Pujols is the only player in major league history to hit 30 or more home runs in each of his first 12 seasons and the first player to reach 400 homers in his first 10. Those first 10 years for the St. Louis Cardinals -- in which he recorded at least a .300 batting average, 30 home runs and 100 RBIs each season -- made him a surefire first-ballot Hall of Famer.
But his stint with the Angels, who rewarded him with a 10-year, $240 million contract in December 2011, has been a struggle.
It began with a six-week homerless drought at the start of the 2012 season. The 2013 season was plagued by plantar fasciitis, which prompted him to sit out the final two months. And in the four years that followed, Pujols' lower half has been in constant agony, to the point he can only be a designated hitter and can barely sprint around the bases.
"I think the biggest thing that Albert probably doesn't get credit for is how often he's playing through something -- a sore hamstring, a bad ankle, something," veteran Angels reliever Huston Street said. "Let's be clear: He's next-level tough.

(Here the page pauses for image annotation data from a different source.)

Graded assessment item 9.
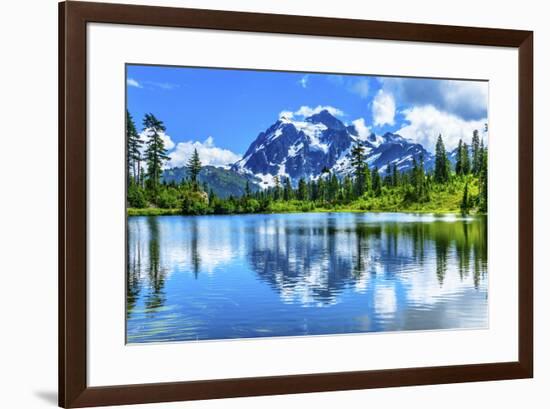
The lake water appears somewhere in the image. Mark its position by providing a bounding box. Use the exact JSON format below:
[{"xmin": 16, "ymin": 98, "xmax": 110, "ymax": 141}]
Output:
[{"xmin": 126, "ymin": 213, "xmax": 488, "ymax": 343}]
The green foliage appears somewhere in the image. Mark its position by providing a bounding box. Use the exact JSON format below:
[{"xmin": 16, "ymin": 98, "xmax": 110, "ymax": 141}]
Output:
[
  {"xmin": 187, "ymin": 148, "xmax": 202, "ymax": 190},
  {"xmin": 434, "ymin": 134, "xmax": 451, "ymax": 183},
  {"xmin": 143, "ymin": 114, "xmax": 169, "ymax": 201},
  {"xmin": 126, "ymin": 181, "xmax": 147, "ymax": 208},
  {"xmin": 127, "ymin": 114, "xmax": 488, "ymax": 215}
]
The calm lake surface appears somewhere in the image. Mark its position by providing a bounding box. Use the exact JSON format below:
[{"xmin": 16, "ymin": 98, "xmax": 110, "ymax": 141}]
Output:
[{"xmin": 127, "ymin": 213, "xmax": 488, "ymax": 343}]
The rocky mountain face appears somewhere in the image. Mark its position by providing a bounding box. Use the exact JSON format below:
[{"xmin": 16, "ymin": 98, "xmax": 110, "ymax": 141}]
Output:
[{"xmin": 231, "ymin": 110, "xmax": 433, "ymax": 187}]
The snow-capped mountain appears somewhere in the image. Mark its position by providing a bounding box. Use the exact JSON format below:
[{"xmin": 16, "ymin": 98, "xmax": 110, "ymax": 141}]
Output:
[{"xmin": 232, "ymin": 110, "xmax": 432, "ymax": 187}]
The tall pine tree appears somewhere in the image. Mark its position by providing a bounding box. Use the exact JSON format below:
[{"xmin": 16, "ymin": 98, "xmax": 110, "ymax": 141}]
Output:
[
  {"xmin": 455, "ymin": 139, "xmax": 463, "ymax": 175},
  {"xmin": 143, "ymin": 114, "xmax": 170, "ymax": 200},
  {"xmin": 434, "ymin": 134, "xmax": 450, "ymax": 183},
  {"xmin": 351, "ymin": 141, "xmax": 366, "ymax": 197},
  {"xmin": 187, "ymin": 148, "xmax": 203, "ymax": 190},
  {"xmin": 126, "ymin": 110, "xmax": 143, "ymax": 185},
  {"xmin": 472, "ymin": 129, "xmax": 482, "ymax": 175}
]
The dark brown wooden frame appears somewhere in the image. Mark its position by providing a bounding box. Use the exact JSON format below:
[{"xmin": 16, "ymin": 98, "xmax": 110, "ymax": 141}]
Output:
[{"xmin": 59, "ymin": 2, "xmax": 533, "ymax": 407}]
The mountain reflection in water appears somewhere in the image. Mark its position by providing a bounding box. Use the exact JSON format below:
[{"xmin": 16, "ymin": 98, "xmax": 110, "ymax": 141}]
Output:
[{"xmin": 126, "ymin": 213, "xmax": 488, "ymax": 343}]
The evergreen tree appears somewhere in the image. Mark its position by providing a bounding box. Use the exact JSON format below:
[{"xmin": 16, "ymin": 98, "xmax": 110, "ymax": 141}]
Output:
[
  {"xmin": 460, "ymin": 144, "xmax": 470, "ymax": 175},
  {"xmin": 455, "ymin": 139, "xmax": 463, "ymax": 175},
  {"xmin": 297, "ymin": 178, "xmax": 309, "ymax": 200},
  {"xmin": 126, "ymin": 110, "xmax": 143, "ymax": 185},
  {"xmin": 273, "ymin": 175, "xmax": 281, "ymax": 200},
  {"xmin": 187, "ymin": 148, "xmax": 202, "ymax": 190},
  {"xmin": 143, "ymin": 114, "xmax": 170, "ymax": 200},
  {"xmin": 283, "ymin": 178, "xmax": 293, "ymax": 201},
  {"xmin": 342, "ymin": 176, "xmax": 353, "ymax": 203},
  {"xmin": 434, "ymin": 134, "xmax": 450, "ymax": 183},
  {"xmin": 351, "ymin": 141, "xmax": 368, "ymax": 197},
  {"xmin": 472, "ymin": 129, "xmax": 482, "ymax": 175},
  {"xmin": 392, "ymin": 164, "xmax": 401, "ymax": 187},
  {"xmin": 372, "ymin": 167, "xmax": 382, "ymax": 196},
  {"xmin": 328, "ymin": 173, "xmax": 340, "ymax": 201},
  {"xmin": 460, "ymin": 183, "xmax": 470, "ymax": 214},
  {"xmin": 384, "ymin": 163, "xmax": 393, "ymax": 186},
  {"xmin": 479, "ymin": 143, "xmax": 489, "ymax": 212}
]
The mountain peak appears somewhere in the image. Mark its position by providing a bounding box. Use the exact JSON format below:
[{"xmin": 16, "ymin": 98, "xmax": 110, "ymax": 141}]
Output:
[
  {"xmin": 232, "ymin": 109, "xmax": 431, "ymax": 188},
  {"xmin": 306, "ymin": 109, "xmax": 345, "ymax": 130}
]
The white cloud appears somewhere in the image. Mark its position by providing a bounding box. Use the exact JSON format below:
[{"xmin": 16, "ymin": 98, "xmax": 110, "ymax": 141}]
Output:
[
  {"xmin": 168, "ymin": 136, "xmax": 241, "ymax": 167},
  {"xmin": 279, "ymin": 111, "xmax": 294, "ymax": 119},
  {"xmin": 126, "ymin": 78, "xmax": 143, "ymax": 88},
  {"xmin": 351, "ymin": 118, "xmax": 371, "ymax": 140},
  {"xmin": 139, "ymin": 129, "xmax": 176, "ymax": 151},
  {"xmin": 294, "ymin": 105, "xmax": 344, "ymax": 117},
  {"xmin": 350, "ymin": 78, "xmax": 370, "ymax": 98},
  {"xmin": 143, "ymin": 81, "xmax": 179, "ymax": 91},
  {"xmin": 379, "ymin": 78, "xmax": 489, "ymax": 120},
  {"xmin": 372, "ymin": 89, "xmax": 395, "ymax": 126},
  {"xmin": 441, "ymin": 81, "xmax": 489, "ymax": 119},
  {"xmin": 396, "ymin": 105, "xmax": 487, "ymax": 152}
]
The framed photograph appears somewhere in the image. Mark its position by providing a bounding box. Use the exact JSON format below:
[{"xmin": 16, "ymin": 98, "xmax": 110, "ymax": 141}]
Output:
[{"xmin": 59, "ymin": 1, "xmax": 533, "ymax": 407}]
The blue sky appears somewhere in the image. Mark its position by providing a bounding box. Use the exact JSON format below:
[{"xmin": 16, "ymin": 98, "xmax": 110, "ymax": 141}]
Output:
[{"xmin": 126, "ymin": 65, "xmax": 488, "ymax": 166}]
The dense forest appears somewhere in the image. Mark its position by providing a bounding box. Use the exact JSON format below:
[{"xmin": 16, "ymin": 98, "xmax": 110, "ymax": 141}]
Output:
[{"xmin": 126, "ymin": 108, "xmax": 488, "ymax": 215}]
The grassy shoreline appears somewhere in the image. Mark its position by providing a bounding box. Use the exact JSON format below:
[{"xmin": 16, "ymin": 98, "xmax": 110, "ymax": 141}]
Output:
[{"xmin": 127, "ymin": 207, "xmax": 486, "ymax": 217}]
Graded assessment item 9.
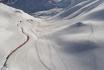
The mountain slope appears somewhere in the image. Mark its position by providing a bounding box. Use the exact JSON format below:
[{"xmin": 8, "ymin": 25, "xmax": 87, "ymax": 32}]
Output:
[{"xmin": 0, "ymin": 0, "xmax": 104, "ymax": 70}]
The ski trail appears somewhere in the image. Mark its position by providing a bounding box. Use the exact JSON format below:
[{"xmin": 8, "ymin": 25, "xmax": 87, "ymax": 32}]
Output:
[{"xmin": 1, "ymin": 27, "xmax": 30, "ymax": 70}]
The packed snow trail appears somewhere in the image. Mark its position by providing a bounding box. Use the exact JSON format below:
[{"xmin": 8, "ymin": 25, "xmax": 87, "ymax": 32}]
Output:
[{"xmin": 1, "ymin": 27, "xmax": 30, "ymax": 70}]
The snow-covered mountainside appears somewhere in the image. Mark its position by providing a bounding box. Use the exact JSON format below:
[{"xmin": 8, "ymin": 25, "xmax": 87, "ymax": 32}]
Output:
[{"xmin": 0, "ymin": 0, "xmax": 104, "ymax": 70}]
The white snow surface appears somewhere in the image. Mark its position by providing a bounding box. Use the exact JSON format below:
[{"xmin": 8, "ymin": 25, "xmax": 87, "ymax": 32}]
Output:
[{"xmin": 0, "ymin": 0, "xmax": 104, "ymax": 70}]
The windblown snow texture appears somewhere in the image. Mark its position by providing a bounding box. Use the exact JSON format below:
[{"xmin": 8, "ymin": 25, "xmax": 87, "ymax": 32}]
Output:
[{"xmin": 0, "ymin": 0, "xmax": 104, "ymax": 70}]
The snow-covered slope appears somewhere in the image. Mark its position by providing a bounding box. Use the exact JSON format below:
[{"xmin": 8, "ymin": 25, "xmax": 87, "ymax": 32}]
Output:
[{"xmin": 0, "ymin": 0, "xmax": 104, "ymax": 70}]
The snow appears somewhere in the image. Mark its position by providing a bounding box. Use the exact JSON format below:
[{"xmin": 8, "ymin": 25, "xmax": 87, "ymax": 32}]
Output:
[{"xmin": 0, "ymin": 0, "xmax": 104, "ymax": 70}]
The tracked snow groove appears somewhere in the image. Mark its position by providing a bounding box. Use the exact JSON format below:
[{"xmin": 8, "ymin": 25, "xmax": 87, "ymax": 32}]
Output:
[{"xmin": 1, "ymin": 27, "xmax": 30, "ymax": 70}]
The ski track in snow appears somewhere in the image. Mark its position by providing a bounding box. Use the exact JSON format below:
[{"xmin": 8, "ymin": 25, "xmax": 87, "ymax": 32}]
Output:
[{"xmin": 0, "ymin": 0, "xmax": 104, "ymax": 70}]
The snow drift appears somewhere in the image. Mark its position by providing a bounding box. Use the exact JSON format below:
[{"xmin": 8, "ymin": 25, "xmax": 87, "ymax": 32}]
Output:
[{"xmin": 0, "ymin": 0, "xmax": 104, "ymax": 70}]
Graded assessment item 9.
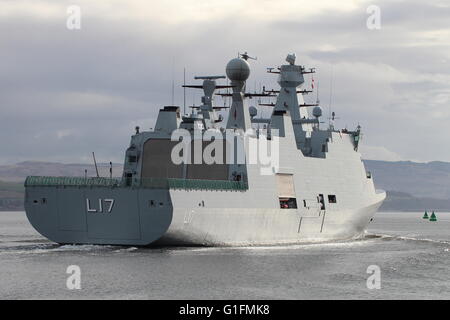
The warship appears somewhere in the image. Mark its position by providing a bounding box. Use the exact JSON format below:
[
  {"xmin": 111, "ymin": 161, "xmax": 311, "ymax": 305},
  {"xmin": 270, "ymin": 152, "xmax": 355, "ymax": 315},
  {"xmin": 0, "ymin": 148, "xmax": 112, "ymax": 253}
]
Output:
[{"xmin": 25, "ymin": 53, "xmax": 386, "ymax": 246}]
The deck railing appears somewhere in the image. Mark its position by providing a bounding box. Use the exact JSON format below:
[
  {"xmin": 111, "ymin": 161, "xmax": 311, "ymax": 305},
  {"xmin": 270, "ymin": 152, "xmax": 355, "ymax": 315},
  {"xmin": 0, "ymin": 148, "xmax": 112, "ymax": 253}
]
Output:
[{"xmin": 25, "ymin": 176, "xmax": 248, "ymax": 190}]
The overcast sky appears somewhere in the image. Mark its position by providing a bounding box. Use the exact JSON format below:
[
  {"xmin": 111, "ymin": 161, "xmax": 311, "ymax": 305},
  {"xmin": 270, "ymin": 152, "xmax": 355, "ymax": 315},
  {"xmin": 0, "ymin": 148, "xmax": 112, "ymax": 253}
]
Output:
[{"xmin": 0, "ymin": 0, "xmax": 450, "ymax": 163}]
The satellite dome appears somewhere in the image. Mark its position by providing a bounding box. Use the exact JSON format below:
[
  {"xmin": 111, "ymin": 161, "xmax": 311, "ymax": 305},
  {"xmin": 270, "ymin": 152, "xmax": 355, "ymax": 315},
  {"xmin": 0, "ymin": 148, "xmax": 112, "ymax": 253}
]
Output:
[
  {"xmin": 226, "ymin": 58, "xmax": 250, "ymax": 81},
  {"xmin": 313, "ymin": 106, "xmax": 322, "ymax": 118}
]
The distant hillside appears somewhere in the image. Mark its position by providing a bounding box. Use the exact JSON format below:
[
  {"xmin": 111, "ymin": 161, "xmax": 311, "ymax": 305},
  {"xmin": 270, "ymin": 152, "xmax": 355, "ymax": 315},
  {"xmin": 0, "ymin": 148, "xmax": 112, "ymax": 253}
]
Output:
[{"xmin": 0, "ymin": 160, "xmax": 450, "ymax": 211}]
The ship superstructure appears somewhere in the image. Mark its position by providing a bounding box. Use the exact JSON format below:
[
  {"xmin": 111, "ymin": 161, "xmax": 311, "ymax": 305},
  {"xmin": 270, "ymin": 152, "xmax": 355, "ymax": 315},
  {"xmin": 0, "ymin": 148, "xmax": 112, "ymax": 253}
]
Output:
[{"xmin": 25, "ymin": 54, "xmax": 386, "ymax": 245}]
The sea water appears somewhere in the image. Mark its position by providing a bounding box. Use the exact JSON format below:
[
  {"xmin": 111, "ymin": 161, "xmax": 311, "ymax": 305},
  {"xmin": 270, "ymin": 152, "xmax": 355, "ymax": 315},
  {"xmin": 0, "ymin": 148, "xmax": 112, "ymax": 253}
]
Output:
[{"xmin": 0, "ymin": 212, "xmax": 450, "ymax": 299}]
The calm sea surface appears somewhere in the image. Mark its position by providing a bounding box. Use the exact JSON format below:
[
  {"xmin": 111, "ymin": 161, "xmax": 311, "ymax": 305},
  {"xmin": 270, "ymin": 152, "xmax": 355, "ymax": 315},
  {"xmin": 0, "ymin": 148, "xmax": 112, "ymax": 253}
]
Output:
[{"xmin": 0, "ymin": 212, "xmax": 450, "ymax": 299}]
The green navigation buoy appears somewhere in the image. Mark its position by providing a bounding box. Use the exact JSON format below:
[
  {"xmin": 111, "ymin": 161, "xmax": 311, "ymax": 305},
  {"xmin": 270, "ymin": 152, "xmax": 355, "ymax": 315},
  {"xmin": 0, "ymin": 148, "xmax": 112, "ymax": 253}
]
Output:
[{"xmin": 430, "ymin": 211, "xmax": 437, "ymax": 221}]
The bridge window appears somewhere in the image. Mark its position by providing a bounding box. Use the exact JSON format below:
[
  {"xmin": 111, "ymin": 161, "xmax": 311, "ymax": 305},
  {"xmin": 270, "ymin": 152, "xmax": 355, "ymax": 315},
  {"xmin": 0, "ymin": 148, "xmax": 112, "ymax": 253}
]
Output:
[{"xmin": 280, "ymin": 198, "xmax": 297, "ymax": 209}]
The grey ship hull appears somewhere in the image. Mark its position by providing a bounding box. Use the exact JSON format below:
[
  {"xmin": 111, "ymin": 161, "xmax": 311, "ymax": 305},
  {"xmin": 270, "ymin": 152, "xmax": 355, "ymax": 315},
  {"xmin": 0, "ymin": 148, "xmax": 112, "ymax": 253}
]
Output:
[{"xmin": 25, "ymin": 187, "xmax": 173, "ymax": 245}]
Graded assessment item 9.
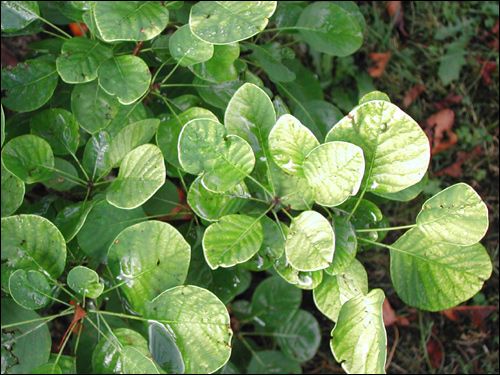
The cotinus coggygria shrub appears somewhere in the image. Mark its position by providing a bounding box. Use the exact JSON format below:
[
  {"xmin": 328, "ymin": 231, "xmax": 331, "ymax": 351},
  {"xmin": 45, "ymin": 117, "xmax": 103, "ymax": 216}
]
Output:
[{"xmin": 1, "ymin": 1, "xmax": 492, "ymax": 373}]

There are a lot of guys who would not be able to play, and a lot of that is how he's put up the numbers he's been able to put up."
Pujols spent his first four steps up the first-base line admiring his towering home run, which landed roughly five rows behind the short fence in left field. He laid the bat down gently, then jogged stoically around the bases. His teammates flooded out of the dugout and greeted him at home plate, and the home run tracker beyond the batter's eye in right-center field quickly changed from "599" to "600."
Just before Pujols stepped back into the dugout, his wife came out for a hug and a kiss.
Her text message helped him hit No. 600.
"As a DH, it was just the perfect time to check my phone," Pujols said. "I'm glad that I did."